The British Humanist Association (BHA) has expressed its sadness at the death of Tony Nicklinson, who campaigned for a new approach to assisted dying. He was 58, and he died on Wednesday morning at home.
In 2005, while on a business trip to Athens, he suffered a catastrophic stroke which left him with locked-in syndrome. Before the stroke, Tony had been very fit and active, and was a keen rugby player and skydiver. But after the stroke, he was paralysed from the neck down and unable to speak. He could only communicate via blinking, and described his life as a ‘living nightmare’. However, despite the suffering which he endured, he became a passionate campaigner for a new approach on assisted dying. Using a computer which tracked his eye movements, he set up a Twitter account, and was frequently interviewed by the media.

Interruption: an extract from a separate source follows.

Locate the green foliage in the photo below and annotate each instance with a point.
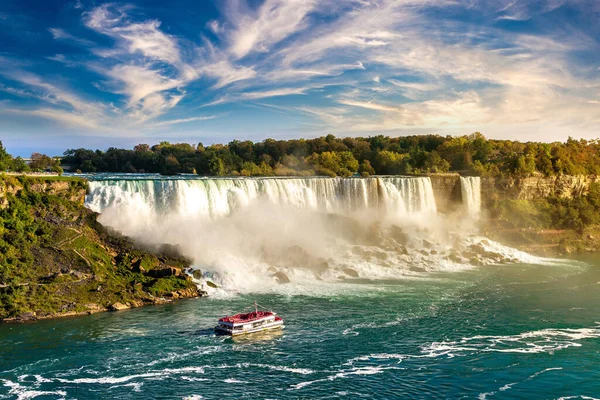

Tony brought a legal case by which he tried to obtain the right to have a doctor end his life without fear of prosecution. Under current law, it is not permitted for a doctor to end the life of a patient who is suffering incurably, and who wants to end their life but is unable to do so independently. Any doctor who does intervene in this way could face prosecution for murder, which carries a sentence of life imprisonment. Tony’s legal case to establish the right to have a doctor lawfully end his life went to the High Court last week, but he lost the case. Tony said that he was ‘devastated’ by the court’s decision, but he vowed to continue the fight and appeal against the decision.
Andrew Copson, BHA Chief Executive, commented, ‘Tony Nicklinson’s campaign was inspirational and his fight for the right of mentally competent adults to choose to end their lives woth medical assistance was a fight that we at the BHA very much supported. We will continue to campaign for the legalisation of assisred suicide, as will many others – their determination renewed by his example.’